Cosas por el estilo rumió durante varios meses hasta que de tanto darle cuerda a ese reloj de dudas tuvo urgencia de un pleito, tres aclaraciones, dos indagatorias y un lío infinito que de sólo figurarse la avergonzaba.

¿Quién sabe cuántas veces se había jurado no armar un tango donde había un bolero y no volver ni prosa, ni panfleto lo que debía ser un poema? Así que en nombre de todos aquellos juramentos y de su decidida gana de cumplirlos, quiso salir corriendo de la inocencia con que dormía su marido aquel domingo y les pidió a dos hermanas que tiene por amigas, tan íntimas cuanto las mantiene al corriente de sus enigmas, que la llevaran a su muy comentado viaje por Italia y España.

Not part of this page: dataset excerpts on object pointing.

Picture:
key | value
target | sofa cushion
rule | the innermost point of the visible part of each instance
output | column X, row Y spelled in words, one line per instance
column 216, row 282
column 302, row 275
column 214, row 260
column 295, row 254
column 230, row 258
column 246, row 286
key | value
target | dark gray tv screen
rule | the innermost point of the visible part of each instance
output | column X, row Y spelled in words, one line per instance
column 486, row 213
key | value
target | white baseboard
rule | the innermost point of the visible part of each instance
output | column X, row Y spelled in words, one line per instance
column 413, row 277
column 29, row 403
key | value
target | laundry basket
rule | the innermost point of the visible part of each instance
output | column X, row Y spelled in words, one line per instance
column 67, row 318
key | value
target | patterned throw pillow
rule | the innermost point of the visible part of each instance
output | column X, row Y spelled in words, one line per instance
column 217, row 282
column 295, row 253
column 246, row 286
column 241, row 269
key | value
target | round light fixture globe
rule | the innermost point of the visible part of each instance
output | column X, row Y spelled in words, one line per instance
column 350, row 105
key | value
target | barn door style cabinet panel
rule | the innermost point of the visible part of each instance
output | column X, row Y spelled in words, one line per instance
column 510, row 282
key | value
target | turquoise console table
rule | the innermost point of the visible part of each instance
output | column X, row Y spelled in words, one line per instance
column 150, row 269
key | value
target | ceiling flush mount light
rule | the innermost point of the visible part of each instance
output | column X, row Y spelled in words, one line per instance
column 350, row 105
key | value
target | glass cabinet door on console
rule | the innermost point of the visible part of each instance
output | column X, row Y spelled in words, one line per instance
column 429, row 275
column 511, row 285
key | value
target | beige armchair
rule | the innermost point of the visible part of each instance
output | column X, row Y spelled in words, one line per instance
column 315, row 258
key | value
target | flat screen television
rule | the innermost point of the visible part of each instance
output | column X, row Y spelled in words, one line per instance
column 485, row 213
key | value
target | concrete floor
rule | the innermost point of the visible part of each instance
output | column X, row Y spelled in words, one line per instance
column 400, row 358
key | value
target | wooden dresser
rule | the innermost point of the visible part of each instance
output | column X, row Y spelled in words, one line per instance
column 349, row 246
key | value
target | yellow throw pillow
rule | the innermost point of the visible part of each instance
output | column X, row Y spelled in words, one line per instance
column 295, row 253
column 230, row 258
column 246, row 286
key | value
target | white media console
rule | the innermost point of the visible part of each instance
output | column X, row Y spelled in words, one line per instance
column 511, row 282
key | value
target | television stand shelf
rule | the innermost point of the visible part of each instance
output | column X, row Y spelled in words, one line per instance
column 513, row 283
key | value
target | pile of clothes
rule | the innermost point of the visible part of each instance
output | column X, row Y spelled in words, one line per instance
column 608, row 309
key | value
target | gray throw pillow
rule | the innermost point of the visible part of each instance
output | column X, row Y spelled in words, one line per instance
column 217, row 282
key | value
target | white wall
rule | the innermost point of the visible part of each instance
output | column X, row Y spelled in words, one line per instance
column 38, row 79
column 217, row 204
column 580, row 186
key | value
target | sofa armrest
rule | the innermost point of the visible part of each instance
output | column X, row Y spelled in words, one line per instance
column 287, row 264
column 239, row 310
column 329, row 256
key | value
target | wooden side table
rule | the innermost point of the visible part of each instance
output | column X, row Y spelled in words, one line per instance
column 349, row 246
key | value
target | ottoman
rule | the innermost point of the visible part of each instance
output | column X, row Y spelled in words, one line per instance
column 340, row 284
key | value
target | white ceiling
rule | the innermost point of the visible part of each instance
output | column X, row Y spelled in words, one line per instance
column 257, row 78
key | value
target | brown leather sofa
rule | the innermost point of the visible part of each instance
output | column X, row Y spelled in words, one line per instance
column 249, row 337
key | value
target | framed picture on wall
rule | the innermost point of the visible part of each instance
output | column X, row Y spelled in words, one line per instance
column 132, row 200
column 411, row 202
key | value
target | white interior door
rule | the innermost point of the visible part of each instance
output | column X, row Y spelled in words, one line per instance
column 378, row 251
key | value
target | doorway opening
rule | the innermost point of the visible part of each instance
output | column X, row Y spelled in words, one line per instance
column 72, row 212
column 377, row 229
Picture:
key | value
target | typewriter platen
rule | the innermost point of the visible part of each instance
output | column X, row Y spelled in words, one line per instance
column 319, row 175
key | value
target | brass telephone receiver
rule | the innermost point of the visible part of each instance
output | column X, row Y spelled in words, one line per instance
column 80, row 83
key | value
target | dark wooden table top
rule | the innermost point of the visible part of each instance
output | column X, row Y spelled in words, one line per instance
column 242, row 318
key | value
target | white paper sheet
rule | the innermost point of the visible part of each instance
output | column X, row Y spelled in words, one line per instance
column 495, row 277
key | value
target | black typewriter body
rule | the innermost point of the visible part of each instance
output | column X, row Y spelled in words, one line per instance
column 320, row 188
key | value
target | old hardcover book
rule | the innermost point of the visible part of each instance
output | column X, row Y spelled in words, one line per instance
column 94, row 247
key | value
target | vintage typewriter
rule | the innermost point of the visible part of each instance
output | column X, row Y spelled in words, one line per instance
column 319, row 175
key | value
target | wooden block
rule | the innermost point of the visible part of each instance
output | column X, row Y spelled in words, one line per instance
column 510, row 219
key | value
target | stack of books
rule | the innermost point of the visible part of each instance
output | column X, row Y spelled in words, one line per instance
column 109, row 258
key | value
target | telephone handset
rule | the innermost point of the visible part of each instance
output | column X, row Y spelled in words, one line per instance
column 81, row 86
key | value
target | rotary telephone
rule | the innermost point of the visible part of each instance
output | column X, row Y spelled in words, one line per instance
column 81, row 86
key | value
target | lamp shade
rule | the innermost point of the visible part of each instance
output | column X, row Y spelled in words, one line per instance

Las hermanas, que empeñadas estaban en viajar como una de las bellas artes, se alegraron de llevarla consigo. Clemencia es una artista con varios dones: sabe hablar hasta más allá de la medianoche y recuerda con precisión de pitonisa lo mejor de las vidas públicas y privadas de la ciudad en que las tres nacieron. Sabe de música y pintura, de buenos vinos y buenos modos, de cómo se saluda en España con dos besos, en Francia con tres y en Italia con los que el humor del saludado tenga en gana. Sabe, según el caso, salpicar de inglés la orden del desayuno o hablar en italiano, mal pero con estilo, lo mismo con un gondolero que con el Dante. Sabe de los varios significados que tienen en España palabras como “vale”, “polvo” y “coño”. Sabe de andar por horas, de leer cartografías, de ejercitar la paciencia con quienes en Europa prestan algún servicio como si lo regalaran y lo cobran como si les debiera uno intereses. Clemencia tiene pies pequeños y lágrimas fáciles, tiene los ojos de un pájaro en alerta y la voz de una comadre dichosa. Clemencia reconoce la calidad de los hoteles con sólo oír su nombre, y está dispuesta a cambiarse de cuarto y hasta de ayuntamiento cuantas veces sea necesario si se trata de dormir bien y en buenos lugares, que ya no está la edad de ninguna de las tres para pasar desdichas en sus camas, mucho menos en las de hoteles desdichados. Clemencia pierde las cosas casi con entusiasmo y dado que en los viajes siempre se pierden cosas, nadie como ella para recuperarlas o consolar a quien las ha perdido. Así es como entre las tres extraviaron en veintinueve días lo mismo las sombrillas, que los lentes de sol, que un tubo de labios o el collar de los dos corales. Lo mismo las maletas en los vuelos de Iberia que un par de zapatos en la isla de Lido, sin permitirse nunca un sollozo de más o una aflicción inútil. Igual abandonaron en Udine unos pantalones negros y un saco verde que en Mantova una blusa naranja. Igual desapareció un rimel en el tren rumbo a Verona que un boleto de regreso a México en los pliegues sin fondo de su maleta.